Pentito anche George Clooney, malgrado i 15 chili in più gli abbiano fatto vincere l'Oscar per Syriana. Oggi odia i donuts, le ciambelle fritte americane che comprava a pacchi e che, quando era nella sua casa italiana sul Lago di Como, si faceva spedire via Federal Express. Paradossalmente, dopo essersi visto rappresentato nel film, il vero Bob Baer (l'agente della Cia interpretato da Clooney) ha trovato la motivazione per mettersi veramente a dieta. C'è qualche caso sporadico legato alla finzione cinematografica: dopo una drastica dieta che le fece vincere l'Oscar con Chicago, Renée Zellweger dovette di nuovo velocemente ingrassare di 15 chili per il sequel del Diario di Bridget Jones; e Toni Collette, per interpretare In her shoes, ha ripescato la dieta che all'inizio della carriera l'aveva costretta a ingrassare di 15 chili per Muriel's wedding. Per le donne di Hollywood c'è un inevitabile bagno di realtà e si chiama gravidanza. Per perdere i 13 chili accumulati dopo la nascita della seconda figlia Lola, Denise Richards si è allenata con i pesi in palestra alle 5 di ogni mattina e per quattro mesi ha mangiato solo cibi dietetici che le venivano consegnati già cotti a casa. Idem per Uma Thurman, che ha anche continuato gli allenamenti di arti marziali scoperti sul set di Kill Bill (ha perso 10 chili in sei settimane). Reese Witherspoon invece ha preferito corsi intensivi di yoga (10 chili persi in due mesi), così come Gwyneth Paltrow, che si è anche aiutata con accorgimenti strategici: dopo un gala a poche settimane dalla nascita della figlia Apple, ha rivelato che il segreto era la Spanx, sorta di tutina da ciclista costrittiva, indossata sotto il vestito da sera.
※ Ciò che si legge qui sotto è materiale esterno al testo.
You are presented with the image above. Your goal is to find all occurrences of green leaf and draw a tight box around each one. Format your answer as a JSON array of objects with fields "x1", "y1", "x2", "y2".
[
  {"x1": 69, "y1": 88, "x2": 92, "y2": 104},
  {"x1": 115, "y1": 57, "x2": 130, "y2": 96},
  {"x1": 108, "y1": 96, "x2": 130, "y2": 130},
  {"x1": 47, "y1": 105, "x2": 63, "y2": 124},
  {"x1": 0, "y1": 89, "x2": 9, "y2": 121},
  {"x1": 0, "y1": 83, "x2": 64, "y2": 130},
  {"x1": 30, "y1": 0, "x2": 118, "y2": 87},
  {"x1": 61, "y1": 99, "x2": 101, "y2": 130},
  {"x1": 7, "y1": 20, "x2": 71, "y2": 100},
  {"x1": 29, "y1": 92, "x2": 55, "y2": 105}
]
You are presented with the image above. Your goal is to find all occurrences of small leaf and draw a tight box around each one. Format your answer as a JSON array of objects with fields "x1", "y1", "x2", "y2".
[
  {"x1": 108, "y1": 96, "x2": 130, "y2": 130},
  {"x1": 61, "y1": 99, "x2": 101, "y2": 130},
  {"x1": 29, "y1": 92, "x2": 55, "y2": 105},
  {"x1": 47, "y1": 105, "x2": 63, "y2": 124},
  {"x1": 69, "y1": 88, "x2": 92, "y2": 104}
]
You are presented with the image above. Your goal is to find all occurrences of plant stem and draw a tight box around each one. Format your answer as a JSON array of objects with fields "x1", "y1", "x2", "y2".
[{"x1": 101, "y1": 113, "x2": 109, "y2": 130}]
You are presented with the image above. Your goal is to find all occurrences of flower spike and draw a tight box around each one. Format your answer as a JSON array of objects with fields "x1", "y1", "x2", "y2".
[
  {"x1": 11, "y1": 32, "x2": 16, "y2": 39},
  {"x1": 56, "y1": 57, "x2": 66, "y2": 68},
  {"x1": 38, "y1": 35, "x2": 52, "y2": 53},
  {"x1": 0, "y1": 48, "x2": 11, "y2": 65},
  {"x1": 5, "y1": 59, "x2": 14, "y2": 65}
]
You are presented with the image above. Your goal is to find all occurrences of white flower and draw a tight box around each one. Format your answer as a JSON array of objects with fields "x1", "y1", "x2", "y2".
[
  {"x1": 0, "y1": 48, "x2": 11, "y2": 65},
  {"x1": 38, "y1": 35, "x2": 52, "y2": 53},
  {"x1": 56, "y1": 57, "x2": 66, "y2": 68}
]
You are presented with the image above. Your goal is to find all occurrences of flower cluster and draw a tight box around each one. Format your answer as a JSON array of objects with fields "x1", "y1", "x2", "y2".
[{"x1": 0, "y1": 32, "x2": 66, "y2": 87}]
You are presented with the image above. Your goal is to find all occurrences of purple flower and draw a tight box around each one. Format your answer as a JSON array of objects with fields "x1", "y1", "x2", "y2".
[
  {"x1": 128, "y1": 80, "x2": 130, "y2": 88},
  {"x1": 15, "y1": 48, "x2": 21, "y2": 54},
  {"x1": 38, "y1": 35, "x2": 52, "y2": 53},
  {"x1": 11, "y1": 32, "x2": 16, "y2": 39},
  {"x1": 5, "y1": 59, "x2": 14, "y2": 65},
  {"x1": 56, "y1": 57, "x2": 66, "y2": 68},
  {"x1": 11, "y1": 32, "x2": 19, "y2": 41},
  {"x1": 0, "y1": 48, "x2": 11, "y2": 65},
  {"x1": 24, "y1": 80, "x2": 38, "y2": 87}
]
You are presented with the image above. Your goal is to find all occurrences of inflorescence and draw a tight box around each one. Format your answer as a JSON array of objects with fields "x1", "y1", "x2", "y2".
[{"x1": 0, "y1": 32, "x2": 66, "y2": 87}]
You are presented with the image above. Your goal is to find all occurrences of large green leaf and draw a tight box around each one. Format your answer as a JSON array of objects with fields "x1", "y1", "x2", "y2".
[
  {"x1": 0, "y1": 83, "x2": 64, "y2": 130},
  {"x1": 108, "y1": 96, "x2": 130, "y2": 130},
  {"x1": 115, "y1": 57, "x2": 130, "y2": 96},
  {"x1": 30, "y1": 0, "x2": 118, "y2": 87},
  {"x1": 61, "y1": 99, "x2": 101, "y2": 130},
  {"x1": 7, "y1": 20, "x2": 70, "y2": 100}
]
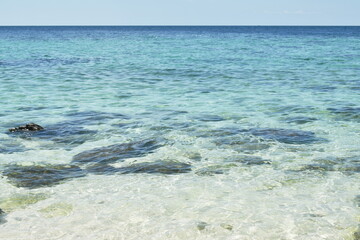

Ma l'attuale eroina delle donne americane con problemi di peso è Kirstie Alley, una delle proverbiali «ragazze yo-yo» (come Queen Latifah, Oprah Winfrey e Anna Nicole Smith ha alternato spesso periodi in cui è ingrassata e dimagrita). Una categoria nella quale non rientrerà più, come giura dalla copertina del settimanale People, cui ha annunciato felice: «Se ce l'ho fatta io, ce la potete fare anche voi». Ha perso già 32 chili, gliene mancano solo 7 per raggiungere la meta: sfidare il freddo di novembre, presentandosi con un bikini ultrasexy al talk-show di Oprah Winfrey. Uno sforzo ben ripagato: Alley è diventata la testimonial (immaginiamo ottimamente retribuita) della linea alimentare dietetica Jenny Craig. Oggi la sua dieta non supera mai le 1.500 calorie giornaliere. Prima teneva una media di 6 mila.